Compounding pharmacists, he explained, make customized medications for individuals based on doctors’ orders, and the medication may require multiple ingredients. That means paper prescriptions are necessary to list a drug’s components.

Zucker’s letter noted that any compounded medication containing two or more ingredients still can be prescribed on a paper form.

Current databases underlying e-prescribing systems do not contain complete ingredient information that compounding pharmacists require, Feirman said.

“When you have a regular drug, it has a specific number,” Feirman said of a categorical listing developed by the National Council for Prescription Drug Programs, an accredited organization that sets pharmacy standards. “With compounded drugs, there are multiple ingredients and they [state health officials] haven’t figured out how to list all of the ingredients in a way that they can track them at this point.”

Waivers for practitioners this year are reminiscent of the reprieve Cuomo granted a year ago, when electronic prescribing was supposed to start for all prescribers. Many doctors, dentists and podiatrists were unprepared as that deadline loomed, so the governor pushed the e-prescribing start date to March 27, 2016.

Electronic prescribing was mandated with the state legislature’s passage four years ago of the law called Internet System for Tracking Over Prescribing — I-STOP for short. Its aim is to stem the flow of legal drugs into illicit markets. One way to do that, lawmakers said, was to sweep as many prescription blanks as possible out of daily circulation.

Two other chief purposes were reducing drug diversion and doctor-shopping, key problems underlying the number of prescription narcotics and addictive psychiatric medications that flourish as street drugs.

Drug diversion — the practice of redirecting legal pharmaceuticals into street sales — had grown exponentially in New York, police sources have said.

Prescription forms had become valuable currency in the explosive opioid drug epidemic that has surged throughout Nassau and Suffolk counties — and beyond, state lawmakers and doctors said. Addictions have spawned violent crimes while causing a dramatic spike in overdose deaths and babies born craving the drugs themselves.

Crime rings stole millions of paper prescription pads and used them to reap tens of thousands of narcotic pills, dispensed directly from pharmacies. The leading drugs sought by dealers and addicts have included hydrocodone, oxycodone and methadone.

As many as 1.4 million prescription blanks were stolen between 2008 and 2011 from New York City hospitals, the state Health Department reported in 2011. Most of those blanks were taken from New York City Health and Hospitals Corp. facilities, an investigation by the Health Department’s Bureau of Narcotic Enforcement found.

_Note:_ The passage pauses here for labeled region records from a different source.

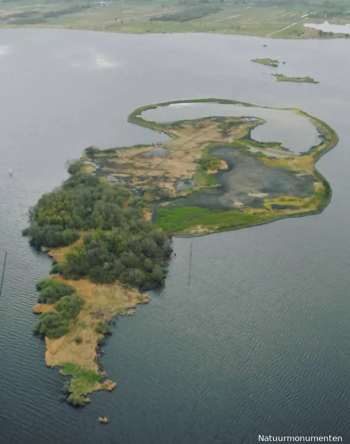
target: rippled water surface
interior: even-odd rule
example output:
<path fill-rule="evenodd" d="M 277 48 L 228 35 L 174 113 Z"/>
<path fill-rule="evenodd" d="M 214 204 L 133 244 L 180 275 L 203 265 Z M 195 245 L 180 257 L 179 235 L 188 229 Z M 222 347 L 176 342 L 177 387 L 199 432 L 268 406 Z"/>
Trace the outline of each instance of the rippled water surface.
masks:
<path fill-rule="evenodd" d="M 0 264 L 8 250 L 1 444 L 350 439 L 349 42 L 265 41 L 0 30 Z M 276 82 L 270 68 L 250 61 L 263 56 L 320 83 Z M 332 201 L 317 216 L 175 239 L 164 288 L 136 316 L 118 319 L 107 341 L 103 363 L 117 389 L 94 394 L 81 410 L 60 403 L 63 378 L 46 367 L 44 344 L 31 333 L 35 283 L 50 261 L 21 237 L 28 207 L 88 145 L 167 140 L 128 124 L 134 109 L 204 97 L 298 107 L 331 125 L 340 142 L 317 167 Z M 105 414 L 106 426 L 97 420 Z"/>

Doctor shoppers, meanwhile, went from one physician to another seeking paper prescriptions to feed their addictions.

On Friday, Dr. Joseph Maldonado, president of the Medical Society of the State of New York, said it has been a challenge for many clinicians to adopt electronic prescribing, but a majority have done so.

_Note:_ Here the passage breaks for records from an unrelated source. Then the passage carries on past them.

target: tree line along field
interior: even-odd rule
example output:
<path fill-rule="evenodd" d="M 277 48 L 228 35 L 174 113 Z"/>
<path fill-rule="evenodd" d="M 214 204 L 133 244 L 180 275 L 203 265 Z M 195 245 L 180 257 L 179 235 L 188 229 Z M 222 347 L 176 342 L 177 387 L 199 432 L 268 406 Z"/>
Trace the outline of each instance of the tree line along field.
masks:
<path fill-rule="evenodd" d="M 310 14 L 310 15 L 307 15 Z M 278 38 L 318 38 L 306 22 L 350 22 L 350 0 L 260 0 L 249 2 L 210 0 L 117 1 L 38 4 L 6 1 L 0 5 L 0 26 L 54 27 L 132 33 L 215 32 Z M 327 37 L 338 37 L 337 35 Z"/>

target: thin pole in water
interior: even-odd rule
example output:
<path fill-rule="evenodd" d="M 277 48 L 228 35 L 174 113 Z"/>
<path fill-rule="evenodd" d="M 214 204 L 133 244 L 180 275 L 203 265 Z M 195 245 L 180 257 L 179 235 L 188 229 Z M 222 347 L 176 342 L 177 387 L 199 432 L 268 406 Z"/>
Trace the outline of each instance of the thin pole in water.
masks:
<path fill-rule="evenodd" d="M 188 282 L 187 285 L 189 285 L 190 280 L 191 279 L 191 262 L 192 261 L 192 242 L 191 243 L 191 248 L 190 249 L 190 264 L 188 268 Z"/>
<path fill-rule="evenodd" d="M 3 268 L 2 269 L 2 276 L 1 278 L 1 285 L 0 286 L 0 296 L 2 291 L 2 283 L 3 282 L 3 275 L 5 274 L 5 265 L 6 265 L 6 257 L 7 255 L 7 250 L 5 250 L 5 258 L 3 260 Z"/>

Practitioners who are using the technology already have helped drive down the number of prescriptions for narcotic painkillers and other highly addictive drugs, he said.

“Inappropriate prescriptions due to doctor shopping are down by 90 percent” since late last year, Maldonado said. “And data shows that prescriptions for the most powerful opioid medications have been declining in New York and are far below most other states in the country.”

Surescripts, the largest e-prescribing enterprise in the country, reported Friday that the number of New York clinicians prescribing through its system increased 28 percent since March 1 as the state moved closer to its digital prescribing deadline.

Maldonado noted that electronic prescribing has drawbacks.

“There are many physicians across New York State who, by the nature of their patient care setting, write very few prescriptions,” he said. “Mandating these physicians to adopt costly and cumbersome technologies that so far have proven to be extremely challenging may cause many longtime physicians to give up patient care altogether.”